Let a language model decide which experiments to run and interpret results:

```python
from openrat import Openrat, Message
import os

app = Openrat({
    "executor": "docker",
    "docker_image": "python:3.11",
    "provider": "openai_compatible",
    "base_url": "https://api.openai.com/v1",
    "api_key": os.environ["OPENAI_API_KEY"],
    "model_name": "gpt-4o",
})

# Chat with the model; it can call tools to run experiments
messages = [
    Message(role="system", content="You are a research assistant."),
    Message(role="user", content="Run experiments/train.py and summarize the results."),
]

response = app.chat(messages, max_turns=5)
print(response.content)
```

See `examples/chat_agent.py` for a complete example.

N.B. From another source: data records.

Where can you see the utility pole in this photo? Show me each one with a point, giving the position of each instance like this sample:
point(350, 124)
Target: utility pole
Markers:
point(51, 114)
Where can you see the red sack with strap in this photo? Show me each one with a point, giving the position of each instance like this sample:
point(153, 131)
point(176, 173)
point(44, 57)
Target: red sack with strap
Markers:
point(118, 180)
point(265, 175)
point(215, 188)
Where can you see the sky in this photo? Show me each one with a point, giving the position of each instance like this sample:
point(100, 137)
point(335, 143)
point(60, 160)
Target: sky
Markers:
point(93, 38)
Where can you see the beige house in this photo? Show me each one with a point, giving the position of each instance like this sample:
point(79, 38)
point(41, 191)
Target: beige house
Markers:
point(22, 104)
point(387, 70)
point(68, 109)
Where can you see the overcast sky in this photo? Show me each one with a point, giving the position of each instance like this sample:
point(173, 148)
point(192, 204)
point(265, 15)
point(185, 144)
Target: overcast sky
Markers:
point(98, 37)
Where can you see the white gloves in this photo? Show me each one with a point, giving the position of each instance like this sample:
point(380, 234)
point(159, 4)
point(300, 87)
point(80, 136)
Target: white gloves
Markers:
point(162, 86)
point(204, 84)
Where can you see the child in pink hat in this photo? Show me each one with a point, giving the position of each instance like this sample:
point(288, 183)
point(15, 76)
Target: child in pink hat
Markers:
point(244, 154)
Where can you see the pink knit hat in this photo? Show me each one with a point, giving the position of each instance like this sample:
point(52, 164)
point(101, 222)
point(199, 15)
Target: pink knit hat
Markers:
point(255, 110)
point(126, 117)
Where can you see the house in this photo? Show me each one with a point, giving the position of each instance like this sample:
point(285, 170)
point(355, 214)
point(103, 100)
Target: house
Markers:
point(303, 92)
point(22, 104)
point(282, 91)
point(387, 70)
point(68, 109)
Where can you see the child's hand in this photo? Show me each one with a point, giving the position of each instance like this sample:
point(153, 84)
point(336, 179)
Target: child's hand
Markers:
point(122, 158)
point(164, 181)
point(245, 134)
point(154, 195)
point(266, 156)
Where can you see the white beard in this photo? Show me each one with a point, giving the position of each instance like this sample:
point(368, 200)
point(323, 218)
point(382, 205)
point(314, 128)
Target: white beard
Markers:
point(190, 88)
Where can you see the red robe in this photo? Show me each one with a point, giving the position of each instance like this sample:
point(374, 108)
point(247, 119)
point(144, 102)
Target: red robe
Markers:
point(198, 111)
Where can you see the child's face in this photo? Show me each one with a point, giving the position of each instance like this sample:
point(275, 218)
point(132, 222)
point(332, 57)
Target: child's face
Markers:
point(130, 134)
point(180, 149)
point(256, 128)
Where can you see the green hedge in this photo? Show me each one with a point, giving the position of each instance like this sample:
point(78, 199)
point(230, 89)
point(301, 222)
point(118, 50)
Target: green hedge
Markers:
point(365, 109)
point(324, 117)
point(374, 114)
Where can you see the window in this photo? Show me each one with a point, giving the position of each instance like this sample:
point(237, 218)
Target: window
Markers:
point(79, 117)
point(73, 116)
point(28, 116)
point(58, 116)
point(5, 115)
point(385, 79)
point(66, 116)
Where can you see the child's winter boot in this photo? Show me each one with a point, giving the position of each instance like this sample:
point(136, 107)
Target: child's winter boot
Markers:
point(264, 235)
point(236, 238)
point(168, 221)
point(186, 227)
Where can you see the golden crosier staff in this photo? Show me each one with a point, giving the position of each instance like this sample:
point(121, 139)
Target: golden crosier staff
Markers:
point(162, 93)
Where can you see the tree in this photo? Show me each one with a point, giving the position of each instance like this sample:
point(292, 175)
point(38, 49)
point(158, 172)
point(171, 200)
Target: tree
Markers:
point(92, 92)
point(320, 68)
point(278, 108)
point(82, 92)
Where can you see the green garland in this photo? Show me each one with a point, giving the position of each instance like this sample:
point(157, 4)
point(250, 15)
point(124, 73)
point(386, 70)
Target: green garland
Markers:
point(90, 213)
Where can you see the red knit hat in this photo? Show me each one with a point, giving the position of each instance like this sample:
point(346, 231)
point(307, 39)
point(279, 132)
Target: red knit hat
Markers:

### 4. Custom Tools (Advanced)

Register custom functions that the LLM can call:

```python
from openrat import Openrat

def read_metrics(arguments: dict) -> dict:
    """Custom tool callable by the LLM."""
    metric = arguments.get("metric", "accuracy")
    # Implement your metric reading logic
    return {"metric": metric, "value": 0.95}

app = Openrat({
    "provider": "openai_compatible",
    "api_key": "...",
    "model_name": "...",
    "autonomy": 3,
    "user_approvals": {"host.exec"},
})

# Untrusted callable tools require explicit host.exec opt-in
app.tool_registry.register("read_metrics", read_metrics, capability="host.exec")

# Now the LLM can call this tool
response = app.chat("Check the accuracy metric for me.")
```

See `examples/custom_tool.py` for a complete example.

## Session & Governance

Every execution runs within a `Session` that defines:

- **Autonomy level** — what the agent can do (observe, modify params, apply fixes, edit code)
- **Patch policy** — whether patches are proposed (disabled) or auto-applied
- **Approval scope** — which capabilities require explicit approval

All governance decisions are logged in an immutable audit trail, captured in the final `Artifact`:

```python
artifact.governance_report()
# {
#   "session_id": "...",
#   "autonomy": 0,  # Level 0 = observe only
#   "used_capabilities": ["observe"],
#   "blocked_capabilities": [],
#   "patches_proposed": [],
#   "events": [...]  # Full audit trail
# }
```

## Executor policy

All execution is routed through the `DockerExecutor`, which runs scripts in an
ephemeral container with `--network none`, `--security-opt no-new-privileges`,
`--cap-drop=ALL`, `--read-only`, `--tmpfs /tmp`, `--pids-limit 100`, and
bounded memory/CPU limits.

Openrat is safe-by-default for execution limits:

- default timeout: `300s`
- max timeout: `3600s`
- default memory: `512m` (max `4g`)
- default CPU: `1.0` (max `4.0`)

Unbounded limits are blocked unless explicitly enabled by user config
(`allow_unbounded_limits=True`).

```python
from openrat.executors import set_executor_policy

# Both modes register the DockerExecutor (the only available backend)
set_executor_policy("production")   # explicit
set_executor_policy("auto")          # default
```

## Roadmap

Planned items for v0.2+ and v0.3 are tracked in `ROADMAP.md`.